There are dozens of pictures of me asleep in my big girl bed - sprawled out in the middle using every inch my little body possibly could, curled up in a tiny ball near the top, upside down with my head at the foot of the bed, sideways and still having a good few feet on either side of me. My big girl bed was exactly that - big.
I slept in a Queen sized bed from there on out and when I went to college I was thrown into a tailspin when I was forced to sleep on a Twin. I felt so confined. I felt like a prisoner in my own bed. I felt like a piggy in a blanket.
When we got married, my parents blessed us with a beautiful bedroom suit. With a King sized bed. Now we're talkin'.
Husby and I take up EVERY INCH of our bed. Well, I guess it's kind of me who takes up all the room. We start out huddled together in the middle and then by morning, I'm laid out with my arms and legs jutting out every which way, and Husby is clinging for dear life trying not to fall off.
I have the strength of Samson when I'm in a comatose state. I cannot be moved and covers cannot be ripped from my death grip. I credit my hair.

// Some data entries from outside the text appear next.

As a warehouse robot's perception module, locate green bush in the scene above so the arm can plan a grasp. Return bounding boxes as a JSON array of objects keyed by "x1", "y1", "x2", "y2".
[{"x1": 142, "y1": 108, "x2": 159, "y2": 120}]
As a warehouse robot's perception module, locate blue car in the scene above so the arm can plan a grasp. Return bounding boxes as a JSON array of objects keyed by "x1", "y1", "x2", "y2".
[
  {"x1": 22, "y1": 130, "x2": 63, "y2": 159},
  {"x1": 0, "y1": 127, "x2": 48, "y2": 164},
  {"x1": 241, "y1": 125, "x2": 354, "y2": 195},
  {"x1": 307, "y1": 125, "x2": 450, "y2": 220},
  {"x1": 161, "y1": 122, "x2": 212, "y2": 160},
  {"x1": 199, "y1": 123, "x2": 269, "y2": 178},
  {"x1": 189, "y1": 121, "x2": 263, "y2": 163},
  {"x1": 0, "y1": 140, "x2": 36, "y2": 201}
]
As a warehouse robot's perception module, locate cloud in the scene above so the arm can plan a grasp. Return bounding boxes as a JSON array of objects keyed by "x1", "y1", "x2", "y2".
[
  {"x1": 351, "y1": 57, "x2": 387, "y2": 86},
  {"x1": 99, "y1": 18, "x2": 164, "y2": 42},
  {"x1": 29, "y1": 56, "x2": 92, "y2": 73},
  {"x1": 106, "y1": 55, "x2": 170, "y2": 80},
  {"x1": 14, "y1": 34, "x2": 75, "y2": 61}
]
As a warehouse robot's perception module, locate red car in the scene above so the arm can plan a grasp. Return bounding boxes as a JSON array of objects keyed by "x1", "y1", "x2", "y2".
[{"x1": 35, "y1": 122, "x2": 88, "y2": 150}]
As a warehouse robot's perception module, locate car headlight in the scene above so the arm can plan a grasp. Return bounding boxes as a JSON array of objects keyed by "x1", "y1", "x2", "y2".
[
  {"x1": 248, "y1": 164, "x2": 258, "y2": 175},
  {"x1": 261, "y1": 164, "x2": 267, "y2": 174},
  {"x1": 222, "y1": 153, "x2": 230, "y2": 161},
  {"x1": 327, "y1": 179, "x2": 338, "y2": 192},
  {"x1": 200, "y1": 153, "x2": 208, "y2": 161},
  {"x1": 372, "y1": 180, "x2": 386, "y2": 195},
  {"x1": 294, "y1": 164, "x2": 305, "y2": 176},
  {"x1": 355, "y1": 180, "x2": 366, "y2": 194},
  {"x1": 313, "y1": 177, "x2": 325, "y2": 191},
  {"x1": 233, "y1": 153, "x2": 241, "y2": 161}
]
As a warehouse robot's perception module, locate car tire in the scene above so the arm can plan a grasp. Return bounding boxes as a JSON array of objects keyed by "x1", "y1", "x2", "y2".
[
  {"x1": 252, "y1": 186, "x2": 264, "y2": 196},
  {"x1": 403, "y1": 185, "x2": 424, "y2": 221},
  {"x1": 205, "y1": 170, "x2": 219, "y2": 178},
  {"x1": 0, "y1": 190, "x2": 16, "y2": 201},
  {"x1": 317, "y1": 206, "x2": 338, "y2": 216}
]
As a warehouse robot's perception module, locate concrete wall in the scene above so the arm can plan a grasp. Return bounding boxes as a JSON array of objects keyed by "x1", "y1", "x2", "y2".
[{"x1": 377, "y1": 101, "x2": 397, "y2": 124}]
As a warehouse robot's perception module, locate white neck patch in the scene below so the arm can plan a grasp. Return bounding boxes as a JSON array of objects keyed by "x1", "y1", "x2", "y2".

When Husby and I are away from our beloved King and are sleeping in anything smaller, I swear we both triple in size and the mattress we share shrinks ten fold. We're floppin' and flailin' - trying with all our might to find a "sweet spot" to doze off in without jabbing each other with knees. It's near impossible, I tell ya.
I have been ruined by ample sleeping space.
I blame it on my parents and my bountiful big girl bed.
I have so many married friends who sleep on Full size - and that absolutely BLOWS MY MIND. I do not know how two people, together, at the same time, can sleep in anything smaller than a King every night and live to tell it.
What about you - what do you sleep on?